Last night at dinner with some friends I was listening to a story about a couple’s declining relationship. A possible justification for the man’s behavior from his friends was that he is too infatuated with the image of his girlfriend instead of being in love with who she actually is. And in fact, who is actually is, is not what he is looking for at all. They said that the girlfriend is perfect on paper; and to their alpha-male, ego-driven friend, that was probably enough for the past couple years. But, now that the girlfriend is at the point in her life when she wants to move forward and start a family, he has to commit or cut out. Based off the problems his uncertainty is creating for them, he’s forced to look at the deeper connection and if it actually exists at all.
I brought up that our society is conditioned to judge people by the frame rather than the picture that’s actually inside it. This is one of Gabrielle Bernstein’s metaphors from her book SPIRIT JUNKIE (http://gabbyb.tv/) that I love. One of the boys at the table said the frame vs. picture topic should be my next blog post so here it is!
We look for qualities in people that are surface level, and then we judge them. I am not sure why, but I think it has to do with our own attachment to the ego and fear of what releasing it means for our personal journey’s. The irony is, if you think about someone who is a close friend now, you might think of someone that you judged for shallow reasons, and reflecting on how close you are now, you will probably laugh at what a misconception you created about them prematurely.

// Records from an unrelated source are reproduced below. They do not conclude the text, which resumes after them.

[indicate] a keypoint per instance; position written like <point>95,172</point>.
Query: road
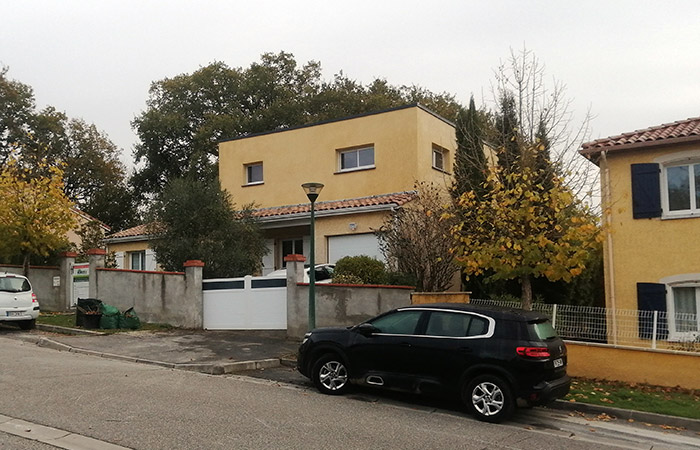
<point>148,407</point>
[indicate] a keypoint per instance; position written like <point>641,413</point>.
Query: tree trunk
<point>25,265</point>
<point>526,292</point>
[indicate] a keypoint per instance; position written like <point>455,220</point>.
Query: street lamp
<point>312,191</point>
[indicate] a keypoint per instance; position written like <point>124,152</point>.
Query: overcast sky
<point>635,63</point>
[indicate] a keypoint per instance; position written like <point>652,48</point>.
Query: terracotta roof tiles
<point>677,132</point>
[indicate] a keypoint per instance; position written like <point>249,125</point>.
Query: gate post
<point>65,292</point>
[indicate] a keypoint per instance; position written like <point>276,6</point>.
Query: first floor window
<point>292,247</point>
<point>137,260</point>
<point>360,158</point>
<point>685,308</point>
<point>683,187</point>
<point>439,157</point>
<point>254,173</point>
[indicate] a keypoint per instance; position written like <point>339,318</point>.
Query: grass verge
<point>639,397</point>
<point>68,320</point>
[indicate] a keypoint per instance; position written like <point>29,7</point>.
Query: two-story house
<point>650,182</point>
<point>368,165</point>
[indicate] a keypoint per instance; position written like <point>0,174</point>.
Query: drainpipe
<point>607,210</point>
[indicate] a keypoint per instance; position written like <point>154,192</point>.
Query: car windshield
<point>541,330</point>
<point>14,284</point>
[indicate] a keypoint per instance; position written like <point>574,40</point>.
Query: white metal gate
<point>248,303</point>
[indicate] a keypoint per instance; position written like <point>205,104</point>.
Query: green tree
<point>194,219</point>
<point>416,239</point>
<point>35,213</point>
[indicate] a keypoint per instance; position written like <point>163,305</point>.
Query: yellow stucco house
<point>650,183</point>
<point>368,165</point>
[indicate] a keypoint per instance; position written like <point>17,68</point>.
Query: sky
<point>633,64</point>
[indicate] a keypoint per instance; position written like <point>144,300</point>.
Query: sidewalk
<point>224,352</point>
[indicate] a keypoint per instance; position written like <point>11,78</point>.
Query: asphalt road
<point>149,407</point>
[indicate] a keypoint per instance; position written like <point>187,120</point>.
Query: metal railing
<point>622,327</point>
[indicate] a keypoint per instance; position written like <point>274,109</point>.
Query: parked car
<point>323,275</point>
<point>18,303</point>
<point>488,356</point>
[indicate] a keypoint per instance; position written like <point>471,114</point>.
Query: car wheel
<point>330,375</point>
<point>27,324</point>
<point>489,398</point>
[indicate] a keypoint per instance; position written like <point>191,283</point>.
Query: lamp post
<point>312,191</point>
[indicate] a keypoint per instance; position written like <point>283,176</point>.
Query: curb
<point>210,369</point>
<point>628,414</point>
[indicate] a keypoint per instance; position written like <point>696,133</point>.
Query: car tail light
<point>533,352</point>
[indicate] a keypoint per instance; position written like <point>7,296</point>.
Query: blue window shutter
<point>651,297</point>
<point>646,191</point>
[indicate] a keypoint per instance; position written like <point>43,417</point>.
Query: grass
<point>639,397</point>
<point>68,320</point>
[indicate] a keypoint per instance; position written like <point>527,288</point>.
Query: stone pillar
<point>297,297</point>
<point>96,257</point>
<point>194,307</point>
<point>65,291</point>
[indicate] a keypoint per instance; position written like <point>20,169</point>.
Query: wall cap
<point>193,263</point>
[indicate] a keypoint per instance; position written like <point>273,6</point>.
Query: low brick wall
<point>657,367</point>
<point>421,298</point>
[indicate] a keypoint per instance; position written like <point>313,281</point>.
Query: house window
<point>356,159</point>
<point>439,157</point>
<point>137,260</point>
<point>685,304</point>
<point>291,247</point>
<point>682,186</point>
<point>254,173</point>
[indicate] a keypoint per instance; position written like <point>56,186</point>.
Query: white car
<point>18,303</point>
<point>324,273</point>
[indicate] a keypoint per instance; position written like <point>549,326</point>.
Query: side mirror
<point>366,329</point>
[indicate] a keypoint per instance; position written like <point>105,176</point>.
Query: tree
<point>416,239</point>
<point>194,219</point>
<point>187,115</point>
<point>518,230</point>
<point>35,213</point>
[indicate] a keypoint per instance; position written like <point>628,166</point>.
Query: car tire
<point>27,324</point>
<point>489,398</point>
<point>330,375</point>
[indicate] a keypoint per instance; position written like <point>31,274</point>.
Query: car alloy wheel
<point>331,375</point>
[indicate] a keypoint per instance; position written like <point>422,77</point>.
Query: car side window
<point>450,324</point>
<point>399,322</point>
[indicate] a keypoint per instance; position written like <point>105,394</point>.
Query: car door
<point>388,350</point>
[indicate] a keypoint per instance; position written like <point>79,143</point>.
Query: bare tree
<point>416,239</point>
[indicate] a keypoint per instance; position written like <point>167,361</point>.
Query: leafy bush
<point>367,270</point>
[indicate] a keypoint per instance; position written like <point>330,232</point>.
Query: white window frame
<point>685,280</point>
<point>689,159</point>
<point>248,168</point>
<point>356,151</point>
<point>442,152</point>
<point>142,260</point>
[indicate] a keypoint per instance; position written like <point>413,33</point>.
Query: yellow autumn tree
<point>35,213</point>
<point>522,228</point>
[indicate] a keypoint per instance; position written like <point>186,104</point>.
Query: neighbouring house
<point>368,164</point>
<point>650,183</point>
<point>131,249</point>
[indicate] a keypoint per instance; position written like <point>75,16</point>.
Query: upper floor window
<point>253,173</point>
<point>439,157</point>
<point>356,159</point>
<point>682,188</point>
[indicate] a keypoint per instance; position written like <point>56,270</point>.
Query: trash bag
<point>110,317</point>
<point>129,320</point>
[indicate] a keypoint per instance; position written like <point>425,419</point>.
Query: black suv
<point>488,356</point>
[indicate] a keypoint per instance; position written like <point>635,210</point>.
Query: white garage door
<point>353,245</point>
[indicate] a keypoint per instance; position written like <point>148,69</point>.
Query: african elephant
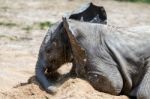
<point>56,50</point>
<point>113,60</point>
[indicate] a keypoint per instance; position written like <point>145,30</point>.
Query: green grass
<point>8,24</point>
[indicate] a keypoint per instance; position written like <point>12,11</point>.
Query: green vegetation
<point>8,24</point>
<point>145,1</point>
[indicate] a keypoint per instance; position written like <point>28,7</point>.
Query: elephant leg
<point>143,90</point>
<point>103,84</point>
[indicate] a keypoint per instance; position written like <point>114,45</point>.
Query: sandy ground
<point>21,36</point>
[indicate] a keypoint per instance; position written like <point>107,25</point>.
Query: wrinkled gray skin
<point>117,60</point>
<point>56,50</point>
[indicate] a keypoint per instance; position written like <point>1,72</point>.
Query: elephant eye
<point>54,44</point>
<point>52,61</point>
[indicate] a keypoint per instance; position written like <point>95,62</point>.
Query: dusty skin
<point>21,34</point>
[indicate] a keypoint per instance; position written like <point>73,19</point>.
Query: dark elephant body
<point>117,59</point>
<point>55,49</point>
<point>113,60</point>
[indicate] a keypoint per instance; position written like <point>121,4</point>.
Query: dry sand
<point>21,36</point>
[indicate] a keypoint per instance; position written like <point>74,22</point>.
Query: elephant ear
<point>79,53</point>
<point>90,13</point>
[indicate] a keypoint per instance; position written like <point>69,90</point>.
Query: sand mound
<point>71,89</point>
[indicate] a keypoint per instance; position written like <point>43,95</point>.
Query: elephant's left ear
<point>78,51</point>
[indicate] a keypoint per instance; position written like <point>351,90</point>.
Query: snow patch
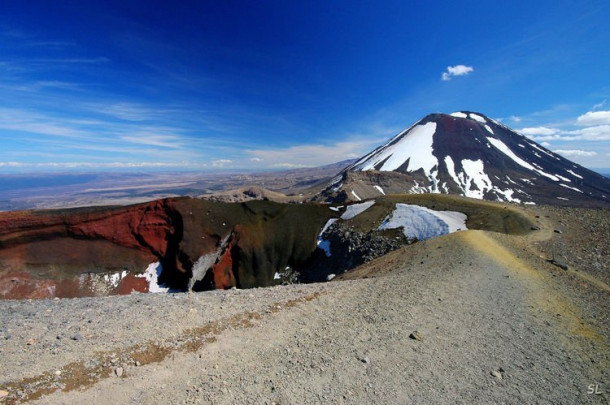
<point>152,273</point>
<point>323,243</point>
<point>114,279</point>
<point>356,209</point>
<point>571,188</point>
<point>415,146</point>
<point>477,118</point>
<point>423,223</point>
<point>501,146</point>
<point>574,174</point>
<point>380,189</point>
<point>473,173</point>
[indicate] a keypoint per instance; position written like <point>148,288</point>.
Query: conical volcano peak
<point>469,154</point>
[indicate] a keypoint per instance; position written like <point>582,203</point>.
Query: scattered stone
<point>559,263</point>
<point>497,374</point>
<point>416,335</point>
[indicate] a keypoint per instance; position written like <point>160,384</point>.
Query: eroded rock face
<point>49,253</point>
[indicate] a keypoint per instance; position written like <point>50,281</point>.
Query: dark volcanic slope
<point>104,250</point>
<point>469,154</point>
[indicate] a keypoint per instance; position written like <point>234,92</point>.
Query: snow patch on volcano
<point>151,274</point>
<point>501,146</point>
<point>477,118</point>
<point>356,209</point>
<point>393,156</point>
<point>423,223</point>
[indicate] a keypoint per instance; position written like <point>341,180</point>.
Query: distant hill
<point>469,154</point>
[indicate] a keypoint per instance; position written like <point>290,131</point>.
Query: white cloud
<point>533,131</point>
<point>575,152</point>
<point>594,118</point>
<point>599,105</point>
<point>457,70</point>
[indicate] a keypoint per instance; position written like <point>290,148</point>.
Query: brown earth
<point>496,323</point>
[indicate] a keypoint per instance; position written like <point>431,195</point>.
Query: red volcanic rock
<point>223,269</point>
<point>146,227</point>
<point>20,286</point>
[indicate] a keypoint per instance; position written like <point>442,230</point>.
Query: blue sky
<point>238,84</point>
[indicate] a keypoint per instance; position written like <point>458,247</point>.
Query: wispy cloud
<point>594,118</point>
<point>313,155</point>
<point>533,131</point>
<point>574,152</point>
<point>457,70</point>
<point>222,162</point>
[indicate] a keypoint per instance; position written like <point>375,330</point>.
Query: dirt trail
<point>494,327</point>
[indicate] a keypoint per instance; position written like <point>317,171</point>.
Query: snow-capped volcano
<point>468,154</point>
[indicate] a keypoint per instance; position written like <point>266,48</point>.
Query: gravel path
<point>497,325</point>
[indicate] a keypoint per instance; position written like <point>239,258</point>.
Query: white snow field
<point>423,223</point>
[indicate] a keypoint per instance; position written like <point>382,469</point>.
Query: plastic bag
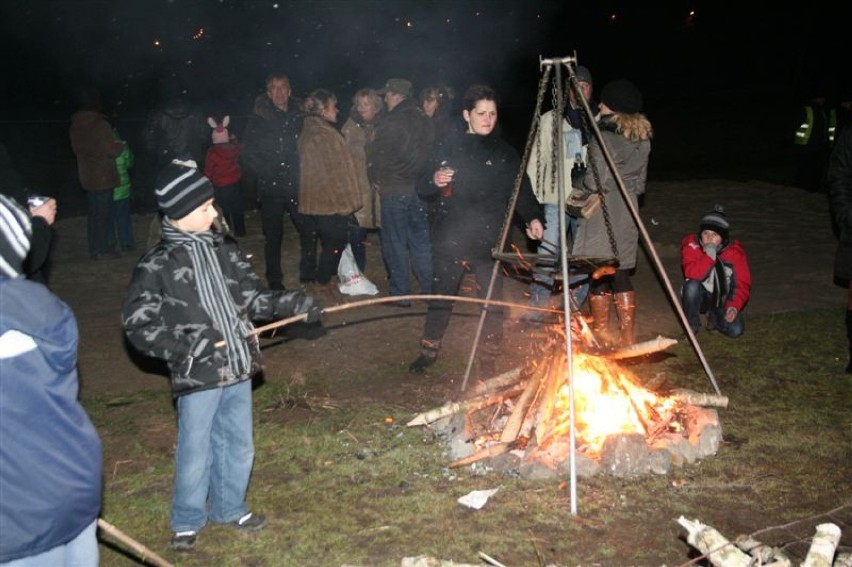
<point>350,279</point>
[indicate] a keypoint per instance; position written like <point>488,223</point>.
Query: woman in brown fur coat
<point>328,188</point>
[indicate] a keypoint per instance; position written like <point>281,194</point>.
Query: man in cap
<point>396,157</point>
<point>718,280</point>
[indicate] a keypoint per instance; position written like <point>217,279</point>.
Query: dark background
<point>721,80</point>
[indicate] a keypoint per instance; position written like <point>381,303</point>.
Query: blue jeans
<point>214,456</point>
<point>98,222</point>
<point>121,222</point>
<point>82,551</point>
<point>695,299</point>
<point>541,287</point>
<point>406,243</point>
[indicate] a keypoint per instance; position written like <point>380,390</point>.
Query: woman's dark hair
<point>317,101</point>
<point>476,93</point>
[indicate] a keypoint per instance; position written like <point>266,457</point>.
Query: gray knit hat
<point>717,221</point>
<point>16,232</point>
<point>180,189</point>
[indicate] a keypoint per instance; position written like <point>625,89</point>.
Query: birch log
<point>715,546</point>
<point>823,546</point>
<point>640,349</point>
<point>698,399</point>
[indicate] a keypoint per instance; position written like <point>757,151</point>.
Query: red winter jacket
<point>221,165</point>
<point>697,265</point>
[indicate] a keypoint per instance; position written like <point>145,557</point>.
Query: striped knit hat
<point>16,230</point>
<point>181,189</point>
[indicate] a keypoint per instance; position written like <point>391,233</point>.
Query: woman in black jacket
<point>473,174</point>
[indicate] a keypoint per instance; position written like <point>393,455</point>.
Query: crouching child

When you can be your true self around someone without any insecurity of what you’re putting out there, that’s when you know you’re putting yourself in the right pack. And when you get to know people on that level, that soul level that you can’t see physically but you can get totally because you feel it, that’s how really deep, meaningful relationships begin (friendship AND romantic) because you are letting yourself connect to what actually exits and not what you think you want – probably all for the wrong reasons – as that is superficial love. With superficial love, you always get blindsided later with a person’s true colors, but yet you are never really that surprised because you remember a time when you felt in your gut that it may not be a right match but you ignored it and proceeded anyways for whatever reason.
When you do not arm yourself against people and you don’t judge them too early, for the better or the worse, you always wind up finding “your people” and it’s those relationships that are the absolute best and most fulfilling.